Circa duemilacinquecento anni fa venne chiesto ai sette sapienti della Grecia di scolpire sul tempio dell’Oracolo di Delfi, come buon auspicio e a imperitura memoria, la frase che ritenevano più importante della loro filosofia di vita. Il più atteso dei saggi, Briante di Priene, dopo una lunga riflessione scrisse: «La maggioranza degli uomini è cattiva». Molti furono delusi da una così inattesa e concisa affermazione. Eppure, le continue guerre, stermini e genocidi che hanno caratterizzato i secoli successivi, fino ad oggi, hanno dimostrato la profonda verità di quella frase. Tra i tanti, uno degli esempi più significativi è riconducibile a quanto avveniva nelle arene romane dove gli schiavi combattevano strenuamente per la loro sopravvivenza. In quei cruenti duelli non è mai successo che lo schiavo soccombente fosse salvato dalla massa, ma solo e raramente dalla pietà del tiranno.

Molti sociologi evidenziano che la perfidia non sia data alla nascita, che è impensabile qualsiasi forma di cattiveria in un bambino di pochi mesi o anni e che, quindi, il comportamento è fortemente condizionato dalla storia personale, da fattori sociali e culturali. Innatismo e condizionamenti ambientali, questo ci dice la scienza evoluzionistica. Si può diventare cattivi quando manca il minimo indispensabile per vivere dignitosamente, o anche per mancanza fin dall’età dell’infanzia dell’affetto e dell’amore dei genitori e dei parenti. Si può diventare cattivi per l’assenza di un clima favorevole nell’ambiente di lavoro, oppure quando si è circondati da una subcultura mafiosa dove la giustizia te la fai da solo con il coltello o con la pistola e dove l’aggressione e i soprusi verso l’altro sono regola di vita.

Non di meno, gran parte degli atti criminali possono essere la conseguenza di quelli che gli psicologi definiscono “disturbi della personalità”.

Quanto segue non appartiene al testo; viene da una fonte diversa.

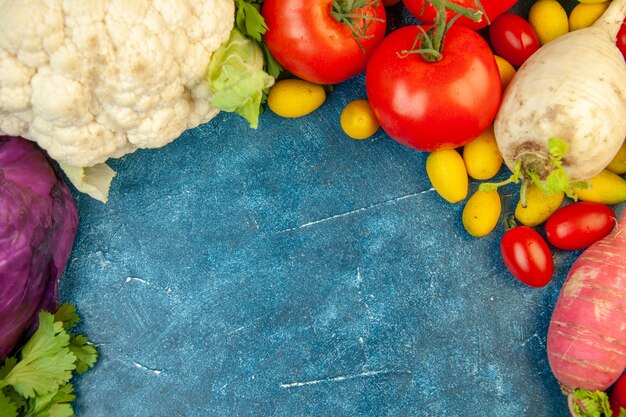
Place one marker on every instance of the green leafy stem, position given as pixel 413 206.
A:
pixel 353 14
pixel 528 172
pixel 431 40
pixel 35 382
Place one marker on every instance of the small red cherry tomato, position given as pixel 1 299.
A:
pixel 527 256
pixel 578 225
pixel 513 38
pixel 617 398
pixel 621 39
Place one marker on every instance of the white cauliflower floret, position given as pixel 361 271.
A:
pixel 91 80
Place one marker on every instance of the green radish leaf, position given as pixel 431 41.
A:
pixel 591 403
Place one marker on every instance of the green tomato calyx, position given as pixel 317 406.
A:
pixel 356 16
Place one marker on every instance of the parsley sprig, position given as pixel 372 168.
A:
pixel 249 21
pixel 35 382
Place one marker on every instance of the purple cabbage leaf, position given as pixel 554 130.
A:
pixel 38 224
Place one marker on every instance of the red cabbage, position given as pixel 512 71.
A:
pixel 38 222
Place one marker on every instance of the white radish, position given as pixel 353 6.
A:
pixel 574 89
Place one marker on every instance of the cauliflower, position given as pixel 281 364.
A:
pixel 98 79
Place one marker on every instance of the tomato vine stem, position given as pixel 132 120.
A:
pixel 353 14
pixel 431 40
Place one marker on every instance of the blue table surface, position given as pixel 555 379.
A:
pixel 292 271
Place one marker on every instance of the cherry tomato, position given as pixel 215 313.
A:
pixel 513 38
pixel 527 256
pixel 621 39
pixel 617 397
pixel 434 105
pixel 578 225
pixel 308 40
pixel 425 12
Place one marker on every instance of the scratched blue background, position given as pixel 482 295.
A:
pixel 291 271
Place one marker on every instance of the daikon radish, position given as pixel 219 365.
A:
pixel 572 90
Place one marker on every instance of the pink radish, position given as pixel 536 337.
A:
pixel 587 334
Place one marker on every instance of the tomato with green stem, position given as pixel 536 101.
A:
pixel 433 95
pixel 617 397
pixel 527 256
pixel 425 12
pixel 323 41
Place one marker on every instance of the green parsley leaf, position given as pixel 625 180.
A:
pixel 45 362
pixel 85 352
pixel 54 404
pixel 9 364
pixel 18 401
pixel 7 408
pixel 67 314
pixel 591 403
pixel 249 20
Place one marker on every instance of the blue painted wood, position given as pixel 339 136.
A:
pixel 292 271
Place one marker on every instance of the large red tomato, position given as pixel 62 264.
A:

Lo psicologo Paul Babiak sul bollettino dell’Fbi ha sostenuto che il profilo di personalità più malevolo è rappresentato dalla “psicopatia”, perché porta a vedere il prossimo come un puro strumento di cui servirsi per i propri bisogni senza interesse per ciò che prova. Secondo Babiak «truffe, aggressioni, violenze sessuali, assassinii, omicidi plurimi sono spesso associati a questo profilo di personalità». Se gli psicopatici commettono un omicidio, aggiunge Babiak, «sarà probabilmente pianificato e la motivazione spesso coinvolge la gratificazione sadica». E ancora: «Questi individui sono disinvolti e affascinanti: mettono la maschera giusta per guadagnarsi la fiducia della vittima di turno». Riflettendo sulle ragioni che sono state alla base di molti omicidi degli ultimi tempi, oltre a fattori sociali e culturali ritroviamo proprio quel germe della cattiveria, presente nelle psicopatie da lui analizzate.